Carter takes a moment. He looks down to sip of the glass beside him on the easy chair. His father had prepared brandy in advance. He now fully appreciates this fact. “It is a happily ever after, of sorts.”
“Your mother always loved stories that ended that way. Even if life didn’t always do so.”
“Everyone survived.” Carter murmurs to himself. “Except for … Quincey Morris. The American.”
Alan laughs. “The hunter. The one who stabbed Dracula with a Bowie knife.”

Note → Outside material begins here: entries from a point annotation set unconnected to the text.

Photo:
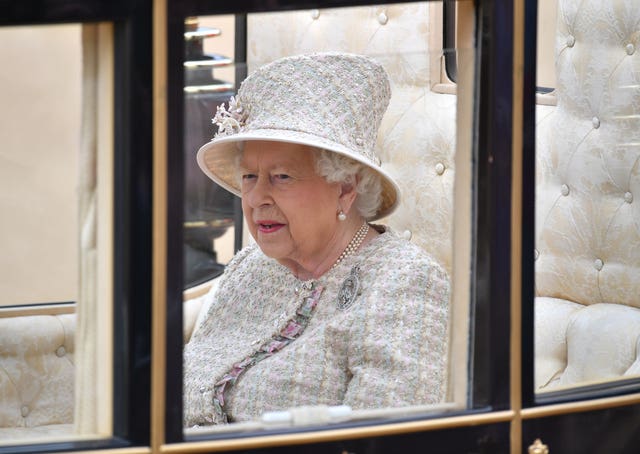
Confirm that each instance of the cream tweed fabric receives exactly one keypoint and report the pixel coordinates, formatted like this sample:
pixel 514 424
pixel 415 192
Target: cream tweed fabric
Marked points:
pixel 388 349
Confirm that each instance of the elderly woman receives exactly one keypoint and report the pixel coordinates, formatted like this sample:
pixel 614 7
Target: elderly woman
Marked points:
pixel 325 308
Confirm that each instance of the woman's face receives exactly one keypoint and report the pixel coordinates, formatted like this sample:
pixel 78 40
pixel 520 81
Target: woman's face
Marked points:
pixel 291 210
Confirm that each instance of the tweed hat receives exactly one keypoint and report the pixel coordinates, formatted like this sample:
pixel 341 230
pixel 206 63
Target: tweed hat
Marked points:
pixel 333 101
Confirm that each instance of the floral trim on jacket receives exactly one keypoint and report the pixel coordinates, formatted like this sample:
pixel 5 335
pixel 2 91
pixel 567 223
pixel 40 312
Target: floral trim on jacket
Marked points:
pixel 292 330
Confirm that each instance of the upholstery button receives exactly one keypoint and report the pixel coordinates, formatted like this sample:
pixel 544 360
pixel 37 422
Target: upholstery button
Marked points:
pixel 571 40
pixel 598 264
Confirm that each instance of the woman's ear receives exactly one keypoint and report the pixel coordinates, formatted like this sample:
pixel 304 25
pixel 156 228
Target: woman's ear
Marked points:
pixel 348 195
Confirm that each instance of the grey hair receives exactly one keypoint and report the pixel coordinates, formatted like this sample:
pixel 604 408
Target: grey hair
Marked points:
pixel 337 168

“He –” Carter pauses. “The Harkers. Mina, and Jonathan. They named their son after him. After Quincey. Quincey Harker.”
Alan doesn’t say anything as he sips at his own brandy, waiting with the decanter at the table next to him.
“I always wondered.” Carter says. “If Quincey was Jonathan’s or …” He closes his eyes, pinching the bridge of his nose.
In a low voice, Alan McMichael speaks. “Your mother loved me, Carter.” Then, the old man sighs. “But she had been in love with someone else.”
Out of the corner of his eye, for a few moments, Carter can almost see something bright. It isn’t from the hearth. A figure, in white. His mother. Paler. Wan. Her hair an unbearably bright gold. She’d been so sick. She seems to smile at the two of them. He can almost hear her voice, asking him as she had always done, if he had been inspired.
Tears well up in Carter’s eyes again. She could have told him, but perhaps this was her way … their method of telling him the greatest ghost story of all time: told in the most poignant manner possible. Carter smiles reaches out and takes his father’s hand in the space between them.
“Tell me everything.” He says, and he realizes that it is just the two of them now. “Father.”